Cayma Bedeli Ödemesinde “Milyonlarca Aboneyi İlgilendiren Emsal Karar” ya da Hukukun Anlamlandırılması Sorunu

Cayma Bedeli Ödemesinde “Milyonlarca Aboneyi İlgilendiren Emsal Karar” ya da Hukukun Anlamlandırılması Sorunu


Stajyer Avukat Burak Biçer

Günümüz toplumunda; teknoloji, ulaşım, haberleşme, doğalgaz, su ve elektrik gibi kaynak, mal ve hizmetlerin önemli bir ortak ihtiyaca dönüştüğü görülmektedir. Bu ortak ihtiyaçların düzenli ve sürekli olarak karşılanması isteği ise, bireyleri ve sektördeki bazı kurum ve şirketleri sık sık hukuki ilişki çerçevesinde buluşturmaktadır. İşte bu buluşmada meydana gelen sözleşme ilişkisi, abonelik sözleşmesi olarak adlandırılmaktadır.

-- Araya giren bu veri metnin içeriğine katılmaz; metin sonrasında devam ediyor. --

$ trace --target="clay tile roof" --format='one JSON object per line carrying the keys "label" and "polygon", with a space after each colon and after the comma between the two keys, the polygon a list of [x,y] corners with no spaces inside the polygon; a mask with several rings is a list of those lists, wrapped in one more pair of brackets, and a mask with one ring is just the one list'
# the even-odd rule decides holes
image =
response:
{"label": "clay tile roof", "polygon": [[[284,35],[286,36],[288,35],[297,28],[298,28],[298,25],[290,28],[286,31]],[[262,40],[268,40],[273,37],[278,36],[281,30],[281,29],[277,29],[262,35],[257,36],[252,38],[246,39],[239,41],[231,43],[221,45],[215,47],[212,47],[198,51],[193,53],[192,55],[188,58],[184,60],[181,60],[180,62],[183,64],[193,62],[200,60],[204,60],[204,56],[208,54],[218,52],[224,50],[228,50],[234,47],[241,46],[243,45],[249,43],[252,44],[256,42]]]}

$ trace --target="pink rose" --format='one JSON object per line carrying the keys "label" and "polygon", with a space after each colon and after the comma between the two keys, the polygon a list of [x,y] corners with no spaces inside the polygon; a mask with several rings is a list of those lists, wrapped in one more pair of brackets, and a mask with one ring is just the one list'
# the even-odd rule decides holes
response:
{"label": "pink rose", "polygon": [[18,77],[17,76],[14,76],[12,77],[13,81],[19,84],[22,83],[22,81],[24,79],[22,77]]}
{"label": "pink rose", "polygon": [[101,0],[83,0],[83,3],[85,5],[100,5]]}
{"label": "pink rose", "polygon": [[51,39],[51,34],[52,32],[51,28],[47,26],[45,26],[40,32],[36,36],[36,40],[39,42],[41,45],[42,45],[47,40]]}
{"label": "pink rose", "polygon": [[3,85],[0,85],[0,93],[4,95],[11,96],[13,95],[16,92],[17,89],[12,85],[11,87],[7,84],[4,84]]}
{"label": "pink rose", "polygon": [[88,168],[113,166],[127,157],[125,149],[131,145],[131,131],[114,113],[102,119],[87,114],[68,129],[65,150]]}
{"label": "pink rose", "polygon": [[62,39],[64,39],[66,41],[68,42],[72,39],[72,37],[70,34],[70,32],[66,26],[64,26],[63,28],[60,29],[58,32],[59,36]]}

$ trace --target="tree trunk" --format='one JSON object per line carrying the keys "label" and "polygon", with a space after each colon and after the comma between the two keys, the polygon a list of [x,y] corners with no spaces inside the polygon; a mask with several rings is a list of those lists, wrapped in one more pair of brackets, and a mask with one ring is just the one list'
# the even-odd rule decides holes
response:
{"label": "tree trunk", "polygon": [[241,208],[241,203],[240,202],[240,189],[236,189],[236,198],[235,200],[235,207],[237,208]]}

Abonelik sözleşmeleri, Tüketicinin Korunması Hakkında Kanun’un 52. Maddesinde “…tüketicinin, belirli bir mal veya hizmeti sürekli veya düzenli aralıklarla edinmesini sağlayan sözleşmeler” olarak tanımlanmaktadır. Günlük hayatta bireylerin birden çok alanda abonelik sözleşmesi içerisinde bulunduğu düşünüldüğünde, belki de en çok uygulaması olan sözleşmelerden biri olduğunu da söylemek yanlış olmayacaktır.

Uygulamasının bu kadar fazla olması, doğal olarak, bu alanda düzenleme yapılmasını kaçınılmaz hale getirmiştir. Tüketicinin Korunması Hakkında Kanun’un 52. maddesi ve bu kanun maddesi uyarınca çıkarılan Abonelik Sözleşmeleri Yönetmeliği, bu düzenlemelerin başını çekmektedir. Ancak, bu iki düzenlemede yer alan abonelik sözleşmelerinin sona ermesi hususu, kanun ve yönetmelik hükümlerinin anlamlandırılması ve hukuki terimlerin birbiri ile karıştırılması nedeniyle tartışmalara sebebiyet vermektedir.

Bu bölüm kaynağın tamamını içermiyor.